In contrast, Ms. Clinton, while paying tribute to U.S.-Egyptian cooperation on counterterrorism, “emphasized the importance of respect for rule of law and human rights to Egypt’s future progress,” according to her statement. She also “raised concerns about prosecution of Egyptian human rights organizations and activists.” In other words, while Mr. Trump handed a pass to this deeply problematic U.S. ally, Ms. Clinton put him on notice that his abuses will not be ignored if she becomes president.

That is important, for two reasons. First, Mr. Sissi’s repression — which has included imprisoning or forcing into exile the country’s most prominent secular liberal leaders and human rights activists — is, as Ms. Clinton hinted, destroying his country’s prospects. Egypt will never recover economically, or regain political stability, while Mr. Sissi stifles open debate and free assembly and employs torture and assassination against Islamist opponents, including those affiliated with the nonviolent Muslim Brotherhood. A failure of the Egyptian state would be a disaster for U.S. interests in the Middle East — and yet that is where Mr. Sissi’s policies are leading.

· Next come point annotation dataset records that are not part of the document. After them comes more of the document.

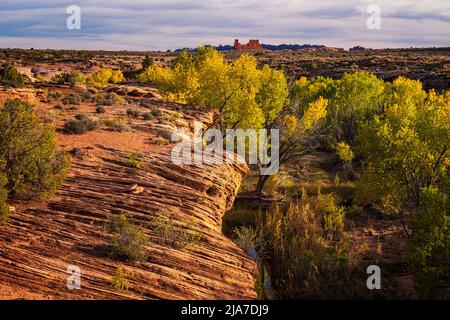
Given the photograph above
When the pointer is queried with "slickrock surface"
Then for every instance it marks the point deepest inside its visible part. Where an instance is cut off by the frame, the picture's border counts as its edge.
(42, 240)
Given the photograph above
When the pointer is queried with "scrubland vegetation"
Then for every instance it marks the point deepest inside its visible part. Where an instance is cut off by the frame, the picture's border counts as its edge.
(31, 167)
(390, 142)
(393, 140)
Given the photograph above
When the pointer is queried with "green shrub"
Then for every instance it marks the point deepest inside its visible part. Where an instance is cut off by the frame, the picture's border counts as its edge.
(119, 281)
(32, 166)
(100, 109)
(147, 62)
(10, 76)
(116, 124)
(4, 208)
(156, 113)
(128, 242)
(170, 234)
(54, 95)
(302, 262)
(71, 78)
(109, 99)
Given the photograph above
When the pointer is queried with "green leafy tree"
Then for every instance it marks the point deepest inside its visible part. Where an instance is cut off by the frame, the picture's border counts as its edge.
(10, 76)
(32, 165)
(407, 163)
(147, 62)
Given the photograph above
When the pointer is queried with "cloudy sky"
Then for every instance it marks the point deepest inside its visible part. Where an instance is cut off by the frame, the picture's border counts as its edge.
(170, 24)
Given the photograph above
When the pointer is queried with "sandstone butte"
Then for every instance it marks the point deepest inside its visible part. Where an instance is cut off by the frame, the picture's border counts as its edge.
(43, 239)
(251, 45)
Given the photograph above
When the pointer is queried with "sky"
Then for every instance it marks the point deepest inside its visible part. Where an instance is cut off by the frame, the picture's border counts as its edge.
(172, 24)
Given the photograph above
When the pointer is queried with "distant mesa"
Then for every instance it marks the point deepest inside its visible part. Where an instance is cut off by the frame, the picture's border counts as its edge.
(253, 44)
(358, 48)
(256, 45)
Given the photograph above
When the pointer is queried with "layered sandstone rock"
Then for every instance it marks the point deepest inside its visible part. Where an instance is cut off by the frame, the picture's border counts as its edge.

Then there is Mr. Sissi’s fervent anti-Americanism. It’s not surprising that Mr. Trump would fail to grasp the strategic implications of the regime’s disregard for human rights, given his own contempt for liberal values. But it’s striking that a candidate who claims to put America first would overlook Mr. Sissi’s practice of systematically targeting American interests and American citizens even while pocketing $1.3 billion in annual U.S. military aid.

The general and his propagandists rant on state television about what they say are U.S. plots to divide and destroy Egypt, using media and civil society groups. The regime meanwhile wages war against American-backed nongovernmental organizations, seizing their assets and charging their leaders with crimes. A U.S. citizen who founded an organization to help street children, Aya Hijazi of Falls Church, has been jailedwithout trial for more than two years — in violation of Egypt’s own laws — on charges Egyptian and international human rights groups unanimously say are fabricated.

Ms. Clinton, to her credit, raised Ms. Hijazi’s case with Mr. Sissi and called for her release, according to the campaign’s statement. Mr. Trump had nothing to say about her. Will a Trump administration be ready to defend Americans who are persecuted by foreign dictatorships? Evidently not, if the dictator is Mr. Sissi.